L'articolo del direttore dell'Atlantic
Il direttore della rivista The Atlantic Jeffrey Goldberg si è ritrovato accidentalmente incluso in una chat operativa riservata, creata per coordinare un attacco contro gli Houthi nello Yemen. A rivelarlo è stato lui stesso in un articolo pubblicato sulla sua rivista. “Il 15 marzo – è l’incipit dell’articolo – il mondo ha scoperto che gli Stati Uniti stavano bombardando obiettivi Houthi. Io, invece, lo sapevo già due ore prima. Il motivo? Il segretario della Difesa, Pete Hegseth, mi aveva inviato un messaggio con il piano di guerra alle 11:44. Il documento includeva dettagli su armi, obiettivi e tempistiche dell’attacco”.
L’invito su Signal
Pochi giorni prima, l’11 marzo, Goldberg aveva ricevuto una richiesta di connessione su Signal da un utente identificato come Michael Waltz. Supponendo si trattasse del consigliere per la sicurezza nazionale dell’allora presidente Donald Trump, il giornalista ha accettato il contatto. Tuttavia, conoscendo i rapporti tesi tra l’amministrazione Trump e la stampa, non poteva credere che Waltz volesse davvero condividere con lui informazioni così sensibili.

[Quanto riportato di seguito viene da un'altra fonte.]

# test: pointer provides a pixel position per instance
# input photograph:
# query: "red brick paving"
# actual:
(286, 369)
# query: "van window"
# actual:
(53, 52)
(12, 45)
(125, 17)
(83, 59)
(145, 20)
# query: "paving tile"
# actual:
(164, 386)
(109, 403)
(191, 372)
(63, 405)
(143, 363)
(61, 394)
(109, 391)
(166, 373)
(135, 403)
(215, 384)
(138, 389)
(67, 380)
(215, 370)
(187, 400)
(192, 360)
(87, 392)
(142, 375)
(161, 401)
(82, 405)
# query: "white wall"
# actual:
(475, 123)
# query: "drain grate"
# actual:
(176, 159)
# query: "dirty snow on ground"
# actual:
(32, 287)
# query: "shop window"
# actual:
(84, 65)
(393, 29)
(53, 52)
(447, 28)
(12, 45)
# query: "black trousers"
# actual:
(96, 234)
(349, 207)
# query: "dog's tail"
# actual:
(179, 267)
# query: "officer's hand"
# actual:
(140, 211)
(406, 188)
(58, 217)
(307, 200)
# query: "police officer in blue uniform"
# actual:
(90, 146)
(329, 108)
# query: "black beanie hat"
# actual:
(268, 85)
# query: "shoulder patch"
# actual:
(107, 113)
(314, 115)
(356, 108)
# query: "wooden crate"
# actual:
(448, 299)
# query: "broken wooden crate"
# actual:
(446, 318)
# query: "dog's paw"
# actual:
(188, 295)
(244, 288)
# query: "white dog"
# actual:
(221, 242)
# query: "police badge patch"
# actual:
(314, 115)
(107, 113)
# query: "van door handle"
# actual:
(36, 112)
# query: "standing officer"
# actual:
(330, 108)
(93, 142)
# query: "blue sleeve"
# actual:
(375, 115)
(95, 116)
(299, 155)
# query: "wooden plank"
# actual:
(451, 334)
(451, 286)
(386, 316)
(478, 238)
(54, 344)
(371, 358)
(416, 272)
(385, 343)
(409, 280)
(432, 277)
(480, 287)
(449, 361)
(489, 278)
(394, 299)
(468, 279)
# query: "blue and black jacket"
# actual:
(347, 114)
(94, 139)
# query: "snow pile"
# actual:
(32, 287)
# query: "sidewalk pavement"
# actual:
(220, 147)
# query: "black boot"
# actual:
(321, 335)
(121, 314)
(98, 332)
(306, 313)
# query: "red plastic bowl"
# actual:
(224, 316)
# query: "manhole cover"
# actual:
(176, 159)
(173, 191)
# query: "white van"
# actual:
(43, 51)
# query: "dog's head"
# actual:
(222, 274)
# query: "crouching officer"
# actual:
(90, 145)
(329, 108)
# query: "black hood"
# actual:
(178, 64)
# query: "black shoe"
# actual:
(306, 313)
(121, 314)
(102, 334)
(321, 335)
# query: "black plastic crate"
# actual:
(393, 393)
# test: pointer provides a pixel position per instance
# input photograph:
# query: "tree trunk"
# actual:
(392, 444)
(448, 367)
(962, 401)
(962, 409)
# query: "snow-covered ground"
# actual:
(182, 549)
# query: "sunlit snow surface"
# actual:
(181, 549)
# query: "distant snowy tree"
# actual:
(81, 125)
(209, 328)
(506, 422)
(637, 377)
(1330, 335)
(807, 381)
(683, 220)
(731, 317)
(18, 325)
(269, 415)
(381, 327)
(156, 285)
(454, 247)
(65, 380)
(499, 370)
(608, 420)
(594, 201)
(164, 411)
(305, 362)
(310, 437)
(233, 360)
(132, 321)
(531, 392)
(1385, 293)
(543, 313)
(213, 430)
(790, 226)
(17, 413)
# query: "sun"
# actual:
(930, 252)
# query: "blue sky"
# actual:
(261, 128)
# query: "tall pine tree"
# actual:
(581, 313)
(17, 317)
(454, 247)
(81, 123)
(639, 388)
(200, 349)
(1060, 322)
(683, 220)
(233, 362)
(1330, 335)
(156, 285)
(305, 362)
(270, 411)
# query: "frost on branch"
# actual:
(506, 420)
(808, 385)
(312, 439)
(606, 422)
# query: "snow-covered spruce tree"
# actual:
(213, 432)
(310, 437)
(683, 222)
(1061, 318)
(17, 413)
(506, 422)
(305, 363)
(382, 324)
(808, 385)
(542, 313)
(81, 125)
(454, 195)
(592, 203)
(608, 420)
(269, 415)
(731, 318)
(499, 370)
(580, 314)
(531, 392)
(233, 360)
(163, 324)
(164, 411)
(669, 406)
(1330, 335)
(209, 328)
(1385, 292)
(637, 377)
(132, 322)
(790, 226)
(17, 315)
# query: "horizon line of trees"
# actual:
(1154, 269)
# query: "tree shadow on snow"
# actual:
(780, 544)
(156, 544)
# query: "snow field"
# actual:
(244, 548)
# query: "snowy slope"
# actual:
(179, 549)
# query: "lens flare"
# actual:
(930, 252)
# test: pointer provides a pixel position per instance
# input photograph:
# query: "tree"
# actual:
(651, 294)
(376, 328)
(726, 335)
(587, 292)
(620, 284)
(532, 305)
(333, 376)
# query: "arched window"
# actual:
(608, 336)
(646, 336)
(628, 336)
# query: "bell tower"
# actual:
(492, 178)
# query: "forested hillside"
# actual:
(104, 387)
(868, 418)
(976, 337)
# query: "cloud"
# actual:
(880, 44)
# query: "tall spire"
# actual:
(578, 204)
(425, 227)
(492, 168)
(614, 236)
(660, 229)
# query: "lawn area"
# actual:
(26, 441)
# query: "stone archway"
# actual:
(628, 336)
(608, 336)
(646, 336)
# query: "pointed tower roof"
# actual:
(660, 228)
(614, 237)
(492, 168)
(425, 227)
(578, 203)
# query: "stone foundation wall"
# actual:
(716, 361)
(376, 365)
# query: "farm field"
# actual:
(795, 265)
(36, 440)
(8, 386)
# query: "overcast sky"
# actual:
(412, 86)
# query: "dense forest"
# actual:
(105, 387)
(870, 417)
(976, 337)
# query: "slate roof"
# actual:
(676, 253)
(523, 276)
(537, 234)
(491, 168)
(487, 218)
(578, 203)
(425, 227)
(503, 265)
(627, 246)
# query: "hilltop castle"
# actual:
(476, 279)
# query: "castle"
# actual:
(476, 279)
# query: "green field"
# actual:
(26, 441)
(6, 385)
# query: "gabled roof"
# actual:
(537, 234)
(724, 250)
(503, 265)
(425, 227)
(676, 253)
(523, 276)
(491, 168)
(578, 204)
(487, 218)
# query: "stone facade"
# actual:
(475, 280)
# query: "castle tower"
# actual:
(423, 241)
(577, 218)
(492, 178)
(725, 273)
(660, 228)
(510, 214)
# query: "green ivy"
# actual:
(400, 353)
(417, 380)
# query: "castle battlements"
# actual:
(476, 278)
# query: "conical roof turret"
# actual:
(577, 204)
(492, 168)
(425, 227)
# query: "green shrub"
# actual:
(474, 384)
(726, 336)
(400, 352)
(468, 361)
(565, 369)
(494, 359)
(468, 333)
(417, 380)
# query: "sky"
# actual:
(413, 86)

Due giorni dopo, il 13 marzo, Goldberg è stato aggiunto a un gruppo Signal chiamato “Houthi PC small group”, un nome che suggeriva la partecipazione di alti funzionari della sicurezza nazionale. “Non ero mai stato invitato a una riunione del Principals Committee della Casa Bianca. E di certo non mi aspettavo che venisse convocato su un’app di messaggistica commerciale”, ha ironizzato il giornalista. Il Principals Committee è solitamente composto dai vertici della sicurezza nazionale, inclusi i segretari della Difesa, dello Stato e del Tesoro, oltre al direttore della CIA.
La discussione nel gruppo
All’interno della chat, figure identificate con nomi di politici e alti funzionari statunitensi discutevano apertamente della strategia contro gli Houthi. Il presunto JD Vance (il vicepresidente degli Stati Uniti) esprimeva dubbi sulla tempistica dell’attacco, temendo ripercussioni economiche e la possibilità di favorire troppo l’Europa. “Odio dover salvare di nuovo l’Europa”, avrebbe scritto Vance, sottolineando la distanza tra l’amministrazione Trump e i Paesi europei. A quel punto, un utente identificato come Pete Hegseth ha risposto con toni ancora più duri: “Condivido il tuo odio per il parassita europeo. È patetico. Ma siamo gli unici che possono farlo”.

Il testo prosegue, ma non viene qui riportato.